Tâche de candidature
Choisissez deux types de résultats que votre organisation produira avec l'IA : un contenu (texte/image), un code. Rédigez une liste restreinte de règles pour le contenu qui distinguent ce qui est sûr et risqué en tant qu'entrée, et identifiez cinq étapes de contribution humaine qui renforceront l'appropriation du résultat. Concevez un flux de contrôle pour le code que les recommandations d'IA passeront avant d'être mises en production : contrôle des licences, examen de sécurité, tests et approbation humaine.

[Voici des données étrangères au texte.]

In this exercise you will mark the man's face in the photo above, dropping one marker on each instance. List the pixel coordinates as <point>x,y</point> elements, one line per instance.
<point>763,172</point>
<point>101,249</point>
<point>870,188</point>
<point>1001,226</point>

Enfin, rédigez une règle de transparence/marquage que l'organisation utilisera sur le contenu généré par l'IA.
liste de contrôle
- [ ] J'ai vérifié que je n'utilise pas de contenu tiers protégé par le droit d'auteur comme entrée.
- [ ] J'ai ajouté une contribution humaine qui renforce l'appropriation du résultat.
- [ ] Je me suis assuré de ne pas tomber dans l'idée fausse « IA produite = gratuite ».
- [ ] J'ai scanné le code AI à des fins de licence et de sécurité.
- [ ] J'ai évalué le risque de licence copyleft/critique.
- [ ] J'ai défini une règle de transparence/balisage pour le contenu IA.
- [ ] J'ai demandé un examen humain des livrables critiques.